I have also been in contact with the folks at the Campaign for Safe Food and they apparently are about to take some "action" on this issue, although it's unclear at this point whether that's a lawsuit or something else.

It's important to make something very clear: I am not a tin-foil hat kind of guy. I don’t see conspiracies around every corner and, after more than a decade as a medical/science writer, am extremely skeptical of claims that, for example, say cell phone use causes brain cancer or that drinking pomegranate juice is going to prevent Alzheimer’s.

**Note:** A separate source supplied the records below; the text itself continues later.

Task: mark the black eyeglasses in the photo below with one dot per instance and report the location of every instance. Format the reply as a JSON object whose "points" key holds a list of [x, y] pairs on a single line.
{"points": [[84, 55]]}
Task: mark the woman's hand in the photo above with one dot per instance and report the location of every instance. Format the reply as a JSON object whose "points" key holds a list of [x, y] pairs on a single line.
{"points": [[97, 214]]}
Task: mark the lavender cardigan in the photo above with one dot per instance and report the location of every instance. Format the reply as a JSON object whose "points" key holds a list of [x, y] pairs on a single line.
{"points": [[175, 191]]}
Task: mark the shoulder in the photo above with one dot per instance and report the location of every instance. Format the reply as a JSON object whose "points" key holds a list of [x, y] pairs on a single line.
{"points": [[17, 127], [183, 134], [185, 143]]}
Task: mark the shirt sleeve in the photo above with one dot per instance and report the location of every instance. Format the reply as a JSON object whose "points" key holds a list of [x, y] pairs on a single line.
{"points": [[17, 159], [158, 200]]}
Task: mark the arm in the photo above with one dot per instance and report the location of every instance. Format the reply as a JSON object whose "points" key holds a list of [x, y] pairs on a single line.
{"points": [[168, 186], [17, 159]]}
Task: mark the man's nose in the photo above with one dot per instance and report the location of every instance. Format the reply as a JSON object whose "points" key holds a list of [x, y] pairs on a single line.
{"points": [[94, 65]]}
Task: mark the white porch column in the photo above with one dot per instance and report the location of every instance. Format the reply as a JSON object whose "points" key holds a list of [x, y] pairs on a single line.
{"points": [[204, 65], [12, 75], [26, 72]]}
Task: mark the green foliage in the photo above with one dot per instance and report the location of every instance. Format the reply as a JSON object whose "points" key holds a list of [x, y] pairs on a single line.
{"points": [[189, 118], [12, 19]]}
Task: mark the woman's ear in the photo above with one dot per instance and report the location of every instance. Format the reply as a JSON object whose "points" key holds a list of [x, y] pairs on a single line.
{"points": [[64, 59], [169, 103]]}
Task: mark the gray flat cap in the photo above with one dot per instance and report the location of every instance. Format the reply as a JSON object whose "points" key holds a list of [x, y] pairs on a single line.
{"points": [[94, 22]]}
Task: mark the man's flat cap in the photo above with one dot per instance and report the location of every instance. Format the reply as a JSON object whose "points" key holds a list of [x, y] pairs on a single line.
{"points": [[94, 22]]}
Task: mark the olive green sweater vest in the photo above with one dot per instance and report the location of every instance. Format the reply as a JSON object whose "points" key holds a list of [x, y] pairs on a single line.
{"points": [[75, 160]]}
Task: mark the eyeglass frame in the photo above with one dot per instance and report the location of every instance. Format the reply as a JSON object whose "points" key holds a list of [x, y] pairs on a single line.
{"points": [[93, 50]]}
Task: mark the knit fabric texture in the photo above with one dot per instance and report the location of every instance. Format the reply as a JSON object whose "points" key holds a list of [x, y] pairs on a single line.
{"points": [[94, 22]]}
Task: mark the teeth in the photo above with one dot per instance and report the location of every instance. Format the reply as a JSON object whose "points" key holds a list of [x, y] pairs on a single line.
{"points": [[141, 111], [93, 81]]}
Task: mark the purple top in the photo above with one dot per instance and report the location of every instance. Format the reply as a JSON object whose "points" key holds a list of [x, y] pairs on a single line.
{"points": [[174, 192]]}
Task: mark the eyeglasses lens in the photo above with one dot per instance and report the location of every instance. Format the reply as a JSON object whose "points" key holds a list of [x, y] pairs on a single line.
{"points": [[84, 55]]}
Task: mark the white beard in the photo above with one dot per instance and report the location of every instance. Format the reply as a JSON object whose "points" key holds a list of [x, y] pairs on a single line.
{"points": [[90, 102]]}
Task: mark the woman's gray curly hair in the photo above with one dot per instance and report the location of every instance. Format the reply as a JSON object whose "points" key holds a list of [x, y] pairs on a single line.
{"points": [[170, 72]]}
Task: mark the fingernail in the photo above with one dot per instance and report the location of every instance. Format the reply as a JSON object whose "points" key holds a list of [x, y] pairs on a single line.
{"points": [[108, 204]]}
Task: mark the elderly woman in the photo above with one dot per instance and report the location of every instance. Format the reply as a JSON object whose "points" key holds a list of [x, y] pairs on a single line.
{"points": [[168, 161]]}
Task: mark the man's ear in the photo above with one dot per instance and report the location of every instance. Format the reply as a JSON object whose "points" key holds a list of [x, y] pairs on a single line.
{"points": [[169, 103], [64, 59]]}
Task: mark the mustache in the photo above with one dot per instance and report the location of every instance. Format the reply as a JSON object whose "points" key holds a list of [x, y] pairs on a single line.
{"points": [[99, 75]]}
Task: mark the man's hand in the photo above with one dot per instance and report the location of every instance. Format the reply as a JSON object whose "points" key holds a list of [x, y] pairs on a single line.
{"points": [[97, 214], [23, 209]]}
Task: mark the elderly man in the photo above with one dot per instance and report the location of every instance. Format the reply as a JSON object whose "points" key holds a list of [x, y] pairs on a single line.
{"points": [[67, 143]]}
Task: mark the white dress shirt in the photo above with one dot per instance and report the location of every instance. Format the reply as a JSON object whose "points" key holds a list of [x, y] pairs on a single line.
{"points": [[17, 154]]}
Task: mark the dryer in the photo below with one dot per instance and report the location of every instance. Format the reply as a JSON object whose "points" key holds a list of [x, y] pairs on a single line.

All of this said, since I have started investigating this issue, it seems that valid concerns have been raised about whether milk from rbGH-treated cows has potential risks for humans who consume that milk. This is particularly true with regard to what rbGH does to levels of the protein known as IGF-1 in a cow’s milk. In well-conducted studies published in leading peer-reviewed journals, this protein has been linked to some of the most common cancers, including breast and prostate cancer. It also turns out that IGF-1 is molecularly identical in cows and humans – it has the exact same amino acid sequence. And, in its own studies to support FDA approval of rbGH, Monsanto showed that IGF-1 levels were significantly higher in treated cows versus untreated cows.

Along those same lines, a 2002 study out of Harvard by a highly-respected group linked dairy consumption to higher IGF-1 levels. Now this result came with the entirely appropriate disclaimer that “more research must be done to determine whether milk consumption itself is directly linked to cancer risk."

The problem is, nobody at the FDA seems to be very keen on conducting this research. They’d rather just stick with the language they used when they approved rbGH in 1993 – no difference in the milk from an rbGH-treated cow and a non-rbGH-treated cow.

Of course, they are saying this. Imagine the furor if they even intimated they were now uncertain. They’d have to admit that the original decision – and the research they based it on – was a little shaky! They’d be giving the impression that perhaps children and adults are everyday consuming dairy products – thanks to that government-subsidized “Got Milk?” campaign - that could potentially increase their risk of disease, including the big C. It would be a PR nightmare of remarkable proportions.

So, instead, they do nothing.

Finally, to get back to the whole BS reasoning PDA Sec. Dennis Wolff and his Food Labeling Advisory Committee used to justify this decision: The labels are misleading. When a somewhat similar discussion around milk and rbGH came up in Maine in 2003, Dr. Michael Hansen, from the Consumer’s Union (home to Consumer Reports), sent a letter to the Maine State Attorney General that laid out some of the scientific concerns I cited above. But Dr. Hansen also made this excellent point:

Monsanto also argues that the ads “mislead consumers by creating the false impression that milk is somehow better if it is produced without the use of rBST. Indeed, these claims falsely suggest that there are health or safety risks associated with milk from rBST-supplemented cows.”

We do not necessarily believe that a truthful label—such as “from farms that pledge not to use artificial growth hormone” or “Our Farmers’ Pledge: No Artificial Growth Hormones”—always leads to the conclusion that milk from cows not treated with artificial growth hormones is “safer or superior to non-supplemented milk.” While some consumers may draw such a conclusion from these ads, others may not. Indeed, if such labels are considered to mislead consumers, then, by the same logic, labels such as “contains no artificial flavoring or colorings” or “contains no preservatives” would also be considered to mislead consumers. Yet no one has suggested that such labels should be banned.